Editor's Letter - Summer/Fall 2015

 

In the center of my rental kitchen is a table. It’s not my style; it’s honey oak, and the shapes of the chairs and the pedestal are distinctly farmhouse. The center leaves don’t really match the table. They were cut years later by my father-in-law and stained a similar color, but they don’t quite match in either shape or shade. The entire thing bounces slightly when it’s in use. And yet, the table remains.

The table is one of the few items of furniture that survived the house fire that burned my future husband’s Wisconsin home sometime in the 1990s. That fire left the family—my future in-law family—with not much, though the dogs and cat did escape. The original leaves to the table burned, and hence the replacement leaves. Years later, after he and I moved to Wisconsin, into the first apartment we had to ourselves, we retrieved the table from his parents’ house up north. Now, after Wisconsin and Michigan and Georgia, the table sits in Statesboro. When my husband and I eloped a few summers ago, we ate our wedding dinner around that table, and later, we pushed it into the living room and danced in the kitchen. In our house, the table—and what we eat at it—are the center of our small universe.

I often tell my students that the most important conversations happen at tables. It’s where we help our kids with math homework and where we catch up with friends over coffee. It’s where we try new recipes and pass plates of old favorites. We sit at tables and pass plates; we recount breakups and play the You Remember That Time game; we linger long after the bottles are empty and the plates are too. We need food to live, yes, but most animals do. It’s the way we eat food that makes us human. Food is what we make for the people we love, and then, hopefully, we sit and eat it with them.

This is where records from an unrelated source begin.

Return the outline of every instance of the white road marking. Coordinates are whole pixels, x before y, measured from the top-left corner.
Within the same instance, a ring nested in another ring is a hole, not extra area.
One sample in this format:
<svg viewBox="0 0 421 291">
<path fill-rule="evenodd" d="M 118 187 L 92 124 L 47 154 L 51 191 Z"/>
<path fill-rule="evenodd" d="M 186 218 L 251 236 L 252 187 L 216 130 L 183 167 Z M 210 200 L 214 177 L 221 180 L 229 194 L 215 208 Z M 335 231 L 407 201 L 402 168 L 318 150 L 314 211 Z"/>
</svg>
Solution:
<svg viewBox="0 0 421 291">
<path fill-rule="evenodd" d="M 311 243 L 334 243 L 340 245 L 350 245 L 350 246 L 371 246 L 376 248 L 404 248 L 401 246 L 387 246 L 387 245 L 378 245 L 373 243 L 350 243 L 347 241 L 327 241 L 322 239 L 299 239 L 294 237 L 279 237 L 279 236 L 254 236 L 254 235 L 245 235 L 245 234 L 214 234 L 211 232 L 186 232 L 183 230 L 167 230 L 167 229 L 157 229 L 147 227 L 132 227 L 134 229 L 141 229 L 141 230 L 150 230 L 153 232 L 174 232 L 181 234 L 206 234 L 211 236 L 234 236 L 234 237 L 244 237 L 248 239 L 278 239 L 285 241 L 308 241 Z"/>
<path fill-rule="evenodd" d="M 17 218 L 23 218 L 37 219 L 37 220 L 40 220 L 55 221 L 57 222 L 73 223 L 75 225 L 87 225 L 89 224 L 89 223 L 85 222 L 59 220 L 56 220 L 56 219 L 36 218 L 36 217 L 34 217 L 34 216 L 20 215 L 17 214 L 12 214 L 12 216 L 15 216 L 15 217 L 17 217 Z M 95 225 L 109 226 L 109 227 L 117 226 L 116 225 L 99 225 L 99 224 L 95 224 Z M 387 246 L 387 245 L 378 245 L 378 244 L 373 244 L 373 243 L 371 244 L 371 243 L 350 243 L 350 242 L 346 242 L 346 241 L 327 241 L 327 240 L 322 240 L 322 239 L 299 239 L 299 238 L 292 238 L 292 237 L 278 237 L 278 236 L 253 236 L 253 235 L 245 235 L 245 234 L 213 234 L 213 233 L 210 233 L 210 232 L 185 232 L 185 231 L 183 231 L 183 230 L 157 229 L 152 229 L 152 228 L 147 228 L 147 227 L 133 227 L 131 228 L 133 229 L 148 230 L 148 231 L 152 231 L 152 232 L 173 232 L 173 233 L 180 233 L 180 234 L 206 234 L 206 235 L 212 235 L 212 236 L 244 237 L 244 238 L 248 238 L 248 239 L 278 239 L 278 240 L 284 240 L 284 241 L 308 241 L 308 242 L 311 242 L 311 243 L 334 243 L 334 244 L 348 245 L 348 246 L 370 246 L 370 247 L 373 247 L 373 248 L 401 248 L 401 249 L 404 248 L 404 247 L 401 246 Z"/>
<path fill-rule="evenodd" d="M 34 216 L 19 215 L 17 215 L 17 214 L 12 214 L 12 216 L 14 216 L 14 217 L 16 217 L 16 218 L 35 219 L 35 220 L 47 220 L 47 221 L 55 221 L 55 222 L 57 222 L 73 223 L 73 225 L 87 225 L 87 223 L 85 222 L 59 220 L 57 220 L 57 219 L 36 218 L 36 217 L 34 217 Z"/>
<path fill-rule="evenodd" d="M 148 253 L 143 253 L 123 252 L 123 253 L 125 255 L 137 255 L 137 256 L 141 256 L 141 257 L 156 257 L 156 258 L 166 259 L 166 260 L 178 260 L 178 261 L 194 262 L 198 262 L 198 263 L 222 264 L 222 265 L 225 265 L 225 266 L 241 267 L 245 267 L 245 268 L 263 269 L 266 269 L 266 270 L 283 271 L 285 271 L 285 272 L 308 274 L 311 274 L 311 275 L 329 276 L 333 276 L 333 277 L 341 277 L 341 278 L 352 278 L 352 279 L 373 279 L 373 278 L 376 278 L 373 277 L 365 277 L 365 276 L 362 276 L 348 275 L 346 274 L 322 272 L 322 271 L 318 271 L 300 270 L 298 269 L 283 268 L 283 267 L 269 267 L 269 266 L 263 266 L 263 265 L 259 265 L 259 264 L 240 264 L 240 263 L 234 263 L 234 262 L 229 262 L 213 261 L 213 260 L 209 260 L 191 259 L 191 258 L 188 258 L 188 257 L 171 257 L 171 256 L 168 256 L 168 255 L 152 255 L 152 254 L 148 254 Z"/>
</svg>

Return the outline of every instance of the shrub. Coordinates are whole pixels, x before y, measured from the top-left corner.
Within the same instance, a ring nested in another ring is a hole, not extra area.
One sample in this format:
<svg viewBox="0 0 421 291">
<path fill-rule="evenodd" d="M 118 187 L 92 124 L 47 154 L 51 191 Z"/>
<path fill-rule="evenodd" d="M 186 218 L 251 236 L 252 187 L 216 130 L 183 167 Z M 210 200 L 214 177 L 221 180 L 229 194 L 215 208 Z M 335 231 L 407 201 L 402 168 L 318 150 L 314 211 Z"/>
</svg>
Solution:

The writers in this issue of Wraparound South understand how food works, and what it means. Yes, lots of the food is southern: catfish and sugar and biscuits and Tabasco. Some is from other lands. Regardless of origin, the foods in these poems and essays and stories are forged in cast iron. The issue’s food is purchased at Circle Ks and waiting patiently in restaurant windows and ordered from room service far from home. And food is how these authors tell us things about dementia, and the people they love, and the homes that they can’t go back to ever again.

Not all of my favorite food memories are from my kitchen table. I think of the stone crab claws I smashed on a picnic table somewhere in the Everglades; a duck quesadilla from a food truck in Los Angeles; the barbeque that my family ate weekly when we moved from Ohio to South Carolina. But the essential humanness of making and eating and remembering that food endures. I hope this issue does too.